Company Rhythm: A True Band of Brothers

By Donald Wedding

Since 1735, when Benjamin Franklin organized the Union Volunteer Fire Company, there have been many analogies and similarities made between firefighting and other trades or professions. As the American fire service moves forward with new technologies, better training, and an increased call volume, there is one element that remains the same and virtually unchanged over time: the human dynamic.

From our first day as firefighters in the firehouse or training academy, we are taught the importance of working together as a company and relying on one another to achieve common goals. Almost instantly, new members are searching for that "rhythm" of working together. Whether operating at a building fire or performing mundane tasks in the station, we rely on each other to get things done. If one member fails to do their job or complete tasks--especially when it comes to working on the fireground--we jeopardize the safety of other firefighters and those who called us for help.

Operating as a company of three of four members is in many ways like a band of musicians. The fireground, then, is like a show or performance. Whether you're the "lineman" on the engine company, the outside vent-man on the truck company, or the rescue company chauffeur, you have a job to do, a part to play in the song. In a band, all the musicians must play their part or instrument. The singer has to be in key, the drummer has to set the pace, the guitarist has to carry the melody, and the bass player has to follow the drummer and glue the song together. If one of these four players fails to play their part correctly, the music sounds horrible, the show is loose and uninteresting, and the future of your band is at stake. You'll also face loss of support from a dwindling fan base.

Just like a song or show will suffer from lack of cohesiveness and skill between players, the fireground (and ultimately the public) will suffer when firefighters perform poorly and fail to complete tasks and objectives, i.e., establishing a water supply, performing searches, stretching attack lines, ventilating, etc.

How would you feel if you paid money to see your favorite band from the front row and they sounded horrible and were out of sync? You would probably feel a little disheartened and ripped off and contemplate never seeing them again. How do you think the public or your fellow firefighters would feel if you or your company failed to operate accordingly at the scene of a working fire with people trapped? It's all about working together…the rhythm of the fireground, the song.

So how do we as firefighters prepare for our next show, the emergency? We train. We take classes to expand our knowledge base. We conduct drills in the firehouse as companies so we know what each other's next move is going to be. We train for that fire, that next song. Musicians call this "rehearsal." Just like musicians and bands rehearse for the next show or leg of a tour, we rehearse or "train" so that we know what to do the next time the bells go off. We check our tools, apparatus and personal protective equipment to ensure they are "combat ready" and in good, safe, working order. These things are our instruments. We need them to play the song, to do our job (put the fire out). If they don't work, we forget to bring them, or do not rehearse with them, we cannot assist those who called for us help.

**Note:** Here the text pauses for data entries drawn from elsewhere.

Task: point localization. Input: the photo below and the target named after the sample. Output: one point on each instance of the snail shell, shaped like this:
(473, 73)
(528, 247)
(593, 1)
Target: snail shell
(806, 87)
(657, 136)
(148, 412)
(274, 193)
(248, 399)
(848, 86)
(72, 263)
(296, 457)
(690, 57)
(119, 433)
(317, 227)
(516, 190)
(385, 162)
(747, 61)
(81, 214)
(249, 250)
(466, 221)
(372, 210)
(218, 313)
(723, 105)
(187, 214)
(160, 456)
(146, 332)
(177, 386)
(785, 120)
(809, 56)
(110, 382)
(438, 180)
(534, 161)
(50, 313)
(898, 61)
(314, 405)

I have personally been a musician in a working rock band almost as long as I have been in the fire service (19 years). As a drummer, I know the importance of working/playing together to make the song sound great and the show as a whole appeal to the audience, no matter how large or small. We as firefighters must do the same. Every response is a new gig, and there is always an audience--not just composed of the public, but of our brother firefighters, assisting companies, and chief officers.

Practice really does make perfect. Train to be the best and train together as a company. Learn as much as you can about your tools and equipment; your instruments. Do these things and you will have success in the firehouse and on the fireground…your next show.

Donald Wedding is a firefighter for the Fredericksburg (VA) Fire Department and an instructor with Traditions Training, LLC. He is also a drummer with Story For Hire.